It will even work if the localized format key has a variable in some random position, say “On a field %#@geese@ landed”.

Multiple Plurals

Now, what if we have a couple of plurals in one string? Consider this more complex example:

<key>geese.landed.ct</key>
<dict>
<key>NSStringLocalizedFormatKey</key>
<string>%1$#@geese@ landed on %2$#@fields@</string>
<key>geese</key>
<dict>
<key>NSStringFormatSpecTypeKey</key>
<string>NSStringPluralRuleType</string>
<key>NSStringFormatValueTypeKey</key>
<string>d</string>
<key>one</key>
<string>A goose</string>
<key>other</key>
<string>%d geese</string>
</dict>
<key>fields</key>
<dict>
<key>NSStringFormatSpecTypeKey</key>
<string>NSStringPluralRuleType</string>
<key>NSStringFormatValueTypeKey</key>
<string>d</string>
<key>one</key>
<string>1 field</string>
<key>other</key>
<string>%d fields</string>
</dict>
</dict>

You can see that here we have some text, and two variables. For each of the variables there’s a dict with plural rules. To process such files at Smartling we do what we’ve done in the previous example: move text and all but one variable out of the NSStringLocalizedFormatKey.

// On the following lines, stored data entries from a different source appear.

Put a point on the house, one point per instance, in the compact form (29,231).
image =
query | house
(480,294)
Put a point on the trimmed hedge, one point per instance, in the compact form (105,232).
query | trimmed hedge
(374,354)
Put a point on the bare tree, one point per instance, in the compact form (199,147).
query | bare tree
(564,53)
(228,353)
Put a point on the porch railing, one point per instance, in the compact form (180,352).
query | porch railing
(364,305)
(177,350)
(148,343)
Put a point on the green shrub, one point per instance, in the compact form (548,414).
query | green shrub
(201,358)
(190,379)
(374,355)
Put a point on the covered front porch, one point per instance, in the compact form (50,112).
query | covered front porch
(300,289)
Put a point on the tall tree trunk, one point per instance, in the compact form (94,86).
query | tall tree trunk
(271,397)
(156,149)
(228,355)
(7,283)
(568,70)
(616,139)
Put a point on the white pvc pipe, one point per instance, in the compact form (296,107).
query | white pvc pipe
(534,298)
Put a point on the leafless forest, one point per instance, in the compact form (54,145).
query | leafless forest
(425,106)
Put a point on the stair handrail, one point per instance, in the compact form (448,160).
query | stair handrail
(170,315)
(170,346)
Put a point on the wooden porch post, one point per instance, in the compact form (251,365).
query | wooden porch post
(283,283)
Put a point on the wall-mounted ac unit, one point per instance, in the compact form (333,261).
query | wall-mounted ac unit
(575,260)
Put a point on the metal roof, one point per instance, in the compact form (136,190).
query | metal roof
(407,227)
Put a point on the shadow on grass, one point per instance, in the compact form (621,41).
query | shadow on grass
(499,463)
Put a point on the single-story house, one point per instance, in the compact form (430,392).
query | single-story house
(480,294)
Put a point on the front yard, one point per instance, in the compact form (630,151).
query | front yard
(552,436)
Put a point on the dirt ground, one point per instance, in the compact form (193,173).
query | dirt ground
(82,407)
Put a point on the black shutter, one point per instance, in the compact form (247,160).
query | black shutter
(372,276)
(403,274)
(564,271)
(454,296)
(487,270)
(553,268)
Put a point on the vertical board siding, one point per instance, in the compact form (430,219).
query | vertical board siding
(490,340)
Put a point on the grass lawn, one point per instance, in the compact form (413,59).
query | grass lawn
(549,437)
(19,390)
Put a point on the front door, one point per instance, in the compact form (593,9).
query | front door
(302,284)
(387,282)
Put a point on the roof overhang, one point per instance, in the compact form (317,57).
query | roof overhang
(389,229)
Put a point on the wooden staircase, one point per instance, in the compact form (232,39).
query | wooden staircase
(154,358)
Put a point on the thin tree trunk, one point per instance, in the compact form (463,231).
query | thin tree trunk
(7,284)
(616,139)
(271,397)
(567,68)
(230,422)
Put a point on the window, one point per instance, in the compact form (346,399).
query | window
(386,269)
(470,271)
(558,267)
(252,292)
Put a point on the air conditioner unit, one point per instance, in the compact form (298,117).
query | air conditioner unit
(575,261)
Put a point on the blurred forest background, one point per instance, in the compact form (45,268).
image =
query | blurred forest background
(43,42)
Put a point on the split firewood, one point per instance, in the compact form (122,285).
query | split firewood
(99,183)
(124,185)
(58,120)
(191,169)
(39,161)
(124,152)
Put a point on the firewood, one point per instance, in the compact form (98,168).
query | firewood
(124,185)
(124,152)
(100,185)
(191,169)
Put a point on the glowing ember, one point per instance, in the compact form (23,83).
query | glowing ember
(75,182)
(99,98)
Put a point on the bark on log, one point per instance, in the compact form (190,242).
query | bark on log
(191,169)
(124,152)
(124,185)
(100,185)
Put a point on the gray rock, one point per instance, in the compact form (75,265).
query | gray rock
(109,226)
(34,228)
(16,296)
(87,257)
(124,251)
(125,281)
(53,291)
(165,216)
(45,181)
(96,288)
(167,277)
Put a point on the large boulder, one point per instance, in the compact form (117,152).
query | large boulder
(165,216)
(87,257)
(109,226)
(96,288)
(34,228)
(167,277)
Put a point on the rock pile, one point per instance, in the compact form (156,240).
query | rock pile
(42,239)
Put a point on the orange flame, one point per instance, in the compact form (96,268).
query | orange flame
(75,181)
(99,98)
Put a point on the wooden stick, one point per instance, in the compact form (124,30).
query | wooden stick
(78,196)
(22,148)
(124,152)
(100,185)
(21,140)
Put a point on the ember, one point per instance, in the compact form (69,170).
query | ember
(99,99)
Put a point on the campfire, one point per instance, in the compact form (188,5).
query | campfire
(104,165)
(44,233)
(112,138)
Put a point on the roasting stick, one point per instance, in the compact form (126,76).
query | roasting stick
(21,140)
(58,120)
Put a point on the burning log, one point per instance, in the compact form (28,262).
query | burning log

<key>geese.landed.ct</key>
<dict>
<key>NSStringLocalizedFormatKey</key>
<string>%1$#@geese@</string>
<key>geese</key>
<dict>
<key>NSStringFormatSpecTypeKey</key>
<string>NSStringPluralRuleType</string>
<key>NSStringFormatValueTypeKey</key>
<string>d</string>
<key>one</key>
<string>A goose landed on %2$#@fields@</string>
<key>other</key>
<string>%1$d geese landed on %2$#@fields@</string>
</dict>
<key>fields</key>
<dict>
<key>NSStringFormatSpecTypeKey</key>
<string>NSStringPluralRuleType</string>
<key>NSStringFormatValueTypeKey</key>
<string>d</string>
<key>one</key>
<string>1 field</string>
<key>other</key>
<string>%3$d fields</string>
</dict>
</dict>

Let’s see how this looks in the Translation Interface:

As you can see, for translator %d and %#@fields@ are placeholders. Placeholders are not translated, they can be just moved around (deleted too, but that’s usually an error). We apply ordering to placeholders (like this, %1$d, %2$#@fields@) in case they need to be swapped (for instance %1$#@fields@, %2$d). But from a stringsdict perspective %#@fields@ is not a placeholder, it’s just a variable.

So there is a trade-off here for us, leave %#@fields@ alone and risk a mess if this variable is not copied to the translation (this means basically that the translator needs to be ‘stringsdict-aware’), or converting it to a placeholder and risking non-consecutive numeration (assuming we’re not willing to make a special type of placeholder just for stringsdict).

You still retrieve the formatted string like this:

NSString *localizedString = [NSString localizedStringWithFormat:NSLocalizedString(@"geese.landed.ct", nil), geeseCount, fieldsCount];

and geeseCount is provided for %1$d format specifier and fieldsCount is provided for %$3#d format specifier even though they are non-consecutive. This works if they are swapped too. So here we rely on an objective-c dependent implementation, which is not guaranteed and may change in the future. And we are being cautious! Actually, according to IEEE Std 1003.1 you have to provide all the arguments from 0 to N-1th. This requires you to write a work around function in case you want to omit some arguments (which is often the case).

To sum it up, we have covered plurals localization theory, stringsdict format structure, simple and more advanced usage examples, and some details of our implementation. Even though you can create more complex expressions inside NSStringLocalizedFormatKey involving paragraphs of texts and dozens of variables, I suggest you keep things nice and simple when possible. Split messages into smaller units of high cohesion and please do make use of the nice and smart rule-based features of stringsdict files.

--

--